I will be a rookie at Redding this year...for those of you that have been there can you give me some advice?

I'm looking for info like what to carry such as a stool, rain gear, food, water, etc. A friend and i will be flying in a day early and leaving the day after so no rush there. I plan on taking 1 bow, 2 doz arrows, 2 releases, binos, extra nocks/tips, extra rest blades.

Any advise is welcome.

JM


----------



## wolfman_73 (Mar 7, 2005)

It could be rain gear weather, or shorts an a tshirt. Hard to plan since its different weather every year it seems. Lol. 

Make sure your 3rd axis is set, get a system to know how much to cut cuz very few targets shoot for the yardage on the stake. 
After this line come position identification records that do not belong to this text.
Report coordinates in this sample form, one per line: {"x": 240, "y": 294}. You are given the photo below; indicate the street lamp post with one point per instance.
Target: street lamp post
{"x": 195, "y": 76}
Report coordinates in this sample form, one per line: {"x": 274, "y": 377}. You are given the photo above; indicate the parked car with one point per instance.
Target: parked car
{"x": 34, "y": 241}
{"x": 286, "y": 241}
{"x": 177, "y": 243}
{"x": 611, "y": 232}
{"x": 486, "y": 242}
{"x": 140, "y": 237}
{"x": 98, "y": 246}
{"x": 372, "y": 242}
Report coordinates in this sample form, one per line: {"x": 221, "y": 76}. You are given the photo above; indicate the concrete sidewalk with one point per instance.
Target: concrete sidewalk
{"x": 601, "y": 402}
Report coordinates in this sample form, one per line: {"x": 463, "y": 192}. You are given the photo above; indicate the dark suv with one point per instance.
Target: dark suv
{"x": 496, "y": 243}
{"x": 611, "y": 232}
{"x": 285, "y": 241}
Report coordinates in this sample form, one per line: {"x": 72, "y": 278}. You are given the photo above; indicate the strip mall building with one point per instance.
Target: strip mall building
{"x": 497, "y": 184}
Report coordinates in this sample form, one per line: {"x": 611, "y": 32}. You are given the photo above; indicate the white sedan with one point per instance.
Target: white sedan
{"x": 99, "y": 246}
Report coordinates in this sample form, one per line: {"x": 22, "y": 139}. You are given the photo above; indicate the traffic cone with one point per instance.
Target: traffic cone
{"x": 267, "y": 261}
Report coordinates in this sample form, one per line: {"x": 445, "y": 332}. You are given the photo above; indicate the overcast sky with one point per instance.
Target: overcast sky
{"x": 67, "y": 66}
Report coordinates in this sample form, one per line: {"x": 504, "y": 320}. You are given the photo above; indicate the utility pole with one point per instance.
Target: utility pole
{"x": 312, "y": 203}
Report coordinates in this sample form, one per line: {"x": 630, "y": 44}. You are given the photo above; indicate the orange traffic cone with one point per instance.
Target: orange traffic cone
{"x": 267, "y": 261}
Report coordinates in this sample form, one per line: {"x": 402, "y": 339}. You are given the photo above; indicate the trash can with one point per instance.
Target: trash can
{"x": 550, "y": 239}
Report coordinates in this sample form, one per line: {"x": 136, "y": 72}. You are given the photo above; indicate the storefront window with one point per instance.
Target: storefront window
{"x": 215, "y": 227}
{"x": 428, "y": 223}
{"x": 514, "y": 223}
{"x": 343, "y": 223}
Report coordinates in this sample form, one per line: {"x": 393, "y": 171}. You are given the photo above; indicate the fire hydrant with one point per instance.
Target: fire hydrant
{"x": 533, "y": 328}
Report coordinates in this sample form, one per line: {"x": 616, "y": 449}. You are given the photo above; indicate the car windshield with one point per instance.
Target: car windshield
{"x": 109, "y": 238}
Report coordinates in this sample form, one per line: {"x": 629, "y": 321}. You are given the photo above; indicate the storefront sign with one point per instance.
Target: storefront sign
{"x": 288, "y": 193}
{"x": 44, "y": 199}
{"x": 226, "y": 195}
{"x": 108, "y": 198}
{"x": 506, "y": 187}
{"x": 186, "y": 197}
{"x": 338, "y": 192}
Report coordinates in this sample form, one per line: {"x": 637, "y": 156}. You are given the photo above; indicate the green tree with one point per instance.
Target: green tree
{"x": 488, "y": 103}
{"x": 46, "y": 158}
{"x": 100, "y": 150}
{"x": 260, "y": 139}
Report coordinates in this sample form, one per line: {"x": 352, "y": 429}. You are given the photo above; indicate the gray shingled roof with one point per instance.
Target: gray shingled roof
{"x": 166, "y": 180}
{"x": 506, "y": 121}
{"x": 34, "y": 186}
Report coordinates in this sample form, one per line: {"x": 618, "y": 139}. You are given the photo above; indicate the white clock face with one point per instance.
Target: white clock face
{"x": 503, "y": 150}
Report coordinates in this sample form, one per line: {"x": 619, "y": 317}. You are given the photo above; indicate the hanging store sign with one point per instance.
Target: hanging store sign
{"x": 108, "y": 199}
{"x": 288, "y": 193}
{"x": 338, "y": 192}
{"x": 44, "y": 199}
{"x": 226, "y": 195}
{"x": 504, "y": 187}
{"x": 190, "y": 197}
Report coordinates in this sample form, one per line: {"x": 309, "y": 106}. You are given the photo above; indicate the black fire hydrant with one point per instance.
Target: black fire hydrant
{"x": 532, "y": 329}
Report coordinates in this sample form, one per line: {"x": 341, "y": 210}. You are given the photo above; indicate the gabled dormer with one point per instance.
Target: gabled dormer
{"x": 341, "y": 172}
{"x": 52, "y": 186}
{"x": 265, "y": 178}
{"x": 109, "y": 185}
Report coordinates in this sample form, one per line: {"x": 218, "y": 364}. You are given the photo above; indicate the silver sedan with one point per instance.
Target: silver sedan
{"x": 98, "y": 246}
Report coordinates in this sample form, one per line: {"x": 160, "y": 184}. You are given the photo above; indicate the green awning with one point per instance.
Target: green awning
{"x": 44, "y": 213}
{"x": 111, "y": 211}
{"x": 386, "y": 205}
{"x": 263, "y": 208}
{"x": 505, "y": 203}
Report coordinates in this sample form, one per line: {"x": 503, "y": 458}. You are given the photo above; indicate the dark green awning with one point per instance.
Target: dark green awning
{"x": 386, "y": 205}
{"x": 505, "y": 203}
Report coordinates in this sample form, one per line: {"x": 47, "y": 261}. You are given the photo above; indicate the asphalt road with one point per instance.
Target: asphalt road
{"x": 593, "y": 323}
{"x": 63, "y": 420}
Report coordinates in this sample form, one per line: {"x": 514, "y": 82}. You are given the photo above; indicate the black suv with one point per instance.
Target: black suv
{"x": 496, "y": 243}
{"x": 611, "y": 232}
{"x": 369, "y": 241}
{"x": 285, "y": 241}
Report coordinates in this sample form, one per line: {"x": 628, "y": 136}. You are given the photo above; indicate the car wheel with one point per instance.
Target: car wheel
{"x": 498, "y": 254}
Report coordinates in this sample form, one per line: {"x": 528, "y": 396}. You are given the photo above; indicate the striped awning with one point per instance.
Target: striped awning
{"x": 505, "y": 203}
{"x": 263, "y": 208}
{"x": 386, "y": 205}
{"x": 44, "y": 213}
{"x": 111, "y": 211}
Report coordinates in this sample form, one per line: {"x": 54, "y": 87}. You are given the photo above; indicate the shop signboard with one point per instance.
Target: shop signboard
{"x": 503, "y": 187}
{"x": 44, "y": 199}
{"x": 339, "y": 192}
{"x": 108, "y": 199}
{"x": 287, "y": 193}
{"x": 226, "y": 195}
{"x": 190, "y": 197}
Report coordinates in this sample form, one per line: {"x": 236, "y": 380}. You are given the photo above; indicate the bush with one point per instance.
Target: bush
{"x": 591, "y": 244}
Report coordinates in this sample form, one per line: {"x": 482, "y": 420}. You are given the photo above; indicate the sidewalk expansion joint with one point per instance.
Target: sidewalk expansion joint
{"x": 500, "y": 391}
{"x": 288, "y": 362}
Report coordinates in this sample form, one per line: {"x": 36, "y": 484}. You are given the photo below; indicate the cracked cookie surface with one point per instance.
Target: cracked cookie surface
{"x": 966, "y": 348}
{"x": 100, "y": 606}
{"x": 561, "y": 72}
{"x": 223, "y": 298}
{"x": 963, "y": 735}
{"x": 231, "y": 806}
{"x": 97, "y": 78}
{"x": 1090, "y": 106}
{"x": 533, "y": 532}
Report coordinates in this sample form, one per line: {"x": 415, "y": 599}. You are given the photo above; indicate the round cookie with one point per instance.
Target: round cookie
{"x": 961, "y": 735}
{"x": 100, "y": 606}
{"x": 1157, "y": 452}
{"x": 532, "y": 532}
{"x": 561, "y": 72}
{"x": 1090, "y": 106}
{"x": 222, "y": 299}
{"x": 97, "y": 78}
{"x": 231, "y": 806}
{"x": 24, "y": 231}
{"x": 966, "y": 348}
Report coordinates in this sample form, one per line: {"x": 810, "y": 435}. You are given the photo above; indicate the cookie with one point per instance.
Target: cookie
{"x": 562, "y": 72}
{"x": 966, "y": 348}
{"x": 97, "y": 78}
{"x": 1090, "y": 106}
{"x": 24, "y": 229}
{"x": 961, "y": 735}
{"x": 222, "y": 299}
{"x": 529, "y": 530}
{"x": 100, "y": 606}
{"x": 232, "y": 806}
Take a good attitude and have a great time. 

What class you shootin?


----------



## a7xelk (Jun 12, 2010)

sixxgun, first off WELCOME, glad to have you, if you can pre reg. help's the girl's alot.
lot's of food and drink's on range, bring what you have room fore, can be cool in morning . pm me phone number and good time to call can give more info. al


----------



## SIXXgun (Jun 1, 2009)

I think I will be shooting Freestyle...I don't think I can swing with the big boys there (and definitely not the pros) but I dont think they will just run off and leave me either. It will be my first time for this kind of shoot so I expect to bang my head on the learning curve a few times. Hope to have fun and lear some tricks.
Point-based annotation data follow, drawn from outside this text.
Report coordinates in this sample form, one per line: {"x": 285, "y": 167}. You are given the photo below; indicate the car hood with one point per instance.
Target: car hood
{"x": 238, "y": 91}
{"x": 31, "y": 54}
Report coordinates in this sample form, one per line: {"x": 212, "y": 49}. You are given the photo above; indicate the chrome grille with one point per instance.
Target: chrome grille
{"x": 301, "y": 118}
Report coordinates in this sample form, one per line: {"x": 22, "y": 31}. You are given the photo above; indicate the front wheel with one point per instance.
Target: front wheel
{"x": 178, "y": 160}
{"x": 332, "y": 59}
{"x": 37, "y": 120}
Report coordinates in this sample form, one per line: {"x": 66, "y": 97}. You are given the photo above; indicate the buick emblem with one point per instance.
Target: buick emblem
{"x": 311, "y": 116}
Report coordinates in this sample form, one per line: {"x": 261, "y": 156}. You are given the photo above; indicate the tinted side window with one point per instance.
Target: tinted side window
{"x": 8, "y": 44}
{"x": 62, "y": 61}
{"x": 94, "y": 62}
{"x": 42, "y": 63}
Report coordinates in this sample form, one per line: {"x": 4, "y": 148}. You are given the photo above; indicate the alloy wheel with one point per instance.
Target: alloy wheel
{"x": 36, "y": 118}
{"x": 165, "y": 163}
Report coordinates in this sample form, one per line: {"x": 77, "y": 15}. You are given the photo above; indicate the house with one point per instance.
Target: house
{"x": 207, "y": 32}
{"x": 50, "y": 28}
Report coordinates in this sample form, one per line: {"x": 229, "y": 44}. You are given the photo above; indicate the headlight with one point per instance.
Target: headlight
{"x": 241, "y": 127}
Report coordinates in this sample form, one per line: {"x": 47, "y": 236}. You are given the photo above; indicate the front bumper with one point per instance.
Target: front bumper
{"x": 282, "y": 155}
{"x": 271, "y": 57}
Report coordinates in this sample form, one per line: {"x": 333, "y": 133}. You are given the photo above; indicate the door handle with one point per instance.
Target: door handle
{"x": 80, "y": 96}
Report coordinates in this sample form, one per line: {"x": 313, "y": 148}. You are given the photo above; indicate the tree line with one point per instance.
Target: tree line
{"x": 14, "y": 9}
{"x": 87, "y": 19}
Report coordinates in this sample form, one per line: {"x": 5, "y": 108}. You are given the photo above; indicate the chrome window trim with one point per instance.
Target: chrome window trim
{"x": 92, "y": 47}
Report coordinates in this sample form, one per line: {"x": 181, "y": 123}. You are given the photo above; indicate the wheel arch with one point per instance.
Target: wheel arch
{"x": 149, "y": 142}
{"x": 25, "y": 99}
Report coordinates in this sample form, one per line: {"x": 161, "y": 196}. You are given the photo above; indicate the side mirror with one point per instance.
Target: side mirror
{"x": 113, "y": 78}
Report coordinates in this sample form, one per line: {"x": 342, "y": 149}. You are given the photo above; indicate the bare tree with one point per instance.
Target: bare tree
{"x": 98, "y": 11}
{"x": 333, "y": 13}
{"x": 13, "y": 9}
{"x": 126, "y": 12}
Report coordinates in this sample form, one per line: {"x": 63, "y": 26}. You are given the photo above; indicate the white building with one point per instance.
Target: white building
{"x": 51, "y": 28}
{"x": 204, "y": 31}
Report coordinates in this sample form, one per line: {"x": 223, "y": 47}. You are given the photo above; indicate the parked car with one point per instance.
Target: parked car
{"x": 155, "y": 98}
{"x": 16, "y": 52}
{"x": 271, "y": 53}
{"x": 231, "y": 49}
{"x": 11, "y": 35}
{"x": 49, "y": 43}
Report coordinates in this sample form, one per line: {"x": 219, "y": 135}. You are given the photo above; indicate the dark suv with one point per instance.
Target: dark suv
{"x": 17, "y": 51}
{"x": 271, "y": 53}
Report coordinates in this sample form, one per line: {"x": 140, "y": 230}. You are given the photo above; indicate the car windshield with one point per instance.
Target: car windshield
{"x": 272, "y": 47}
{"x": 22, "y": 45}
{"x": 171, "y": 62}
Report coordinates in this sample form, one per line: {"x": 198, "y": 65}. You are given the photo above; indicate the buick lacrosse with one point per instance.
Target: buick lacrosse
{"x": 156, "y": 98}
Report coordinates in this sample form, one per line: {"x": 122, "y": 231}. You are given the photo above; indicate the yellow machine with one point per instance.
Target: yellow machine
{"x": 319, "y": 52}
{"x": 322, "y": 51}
2 quick questions (for now)...

1. Is the team shoot on Thursday? Is it open to anybody?
2. I know its marked yardage...do they allow the use of an inclinometer or other angle finding device to determine angle cuts?



JM

JM


----------



## CHPro (May 21, 2002)

1. There are 2 separate team events at Redding. On Thurs they have a random draw event (drawing after everyone is done shooting) that shoots something like 12 paper targets with orange spots on them. Same shooting and scoring format that will be used on the 3D animals, shooting the longest stake on the front NFAA range. Great practice because the front NFAA range is also used for part of the Trail Shoot so you get a chance to shoot the same slopes you'll run into sometime on Fri-Sun (i.e. 2nd target on Thur team event is the 80 on the field course and a 77yd shot during the Trail Shoot, nice little downhill).

The other team event at Redding is the 2-person "best ball" format. For that one you shoot the regular range and score and your partner shoots in the same group with you. Pick your own shooting partner beforehand. Your arrows will be scored normally for the individual Trail Shoot event. For the Team portion both your partner's and your scores will be recorded and your team score will be the better of the 2 for that target.

2. Yes, inclinometers and other angle measuring devices are allowed and used, as are range finders and angle compensating range finders. I believe there is someone who also sells a small booklet that lists all the targets, angles, and amount to cut for a nominal fee. Usually see the book advertised as it gets closer to the Trail Shoot date. Discussion amongst fellow archers is also allowed .

JB >>------->


----------



## salmon killer (Jun 19, 2011)

I wanting to go also.I have not been there since 96.


----------



## a7xelk (Jun 12, 2010)

pack your bow and get out on hwy.:thumbs_up, might get a ride


----------



## owl (May 28, 2004)

As was said, they have good food at the clubhouse, and typical hotdogs, hamburgers, boiled eggs, pickles, etc at huts on the range. Take a water bottle for in between water stops, as the shoot proceeds at a leisurely pace. There are benches and bow racks at each start, but sometimes they get crowded, so a stool is not out of the question. Shooting over 3 days, things can get out of whack, so bring a few basic bow tools. Don't forget your camera. Good luck.


----------



## SIXXgun (Jun 1, 2009)

Any ideas where I could find out the dot sizes used at different distances? I could use them here at home to practice before I get there.

I did get all my travel arrangements set today so I am ready to go. Now if I can just get out of Jury Duty...I have to report for the whole month of May 


JM


----------



## a7xelk (Jun 12, 2010)

Our dot size coesist with NFAA standards, see NFAA rules for spacifics, 101 yd, dot is 9 in.


----------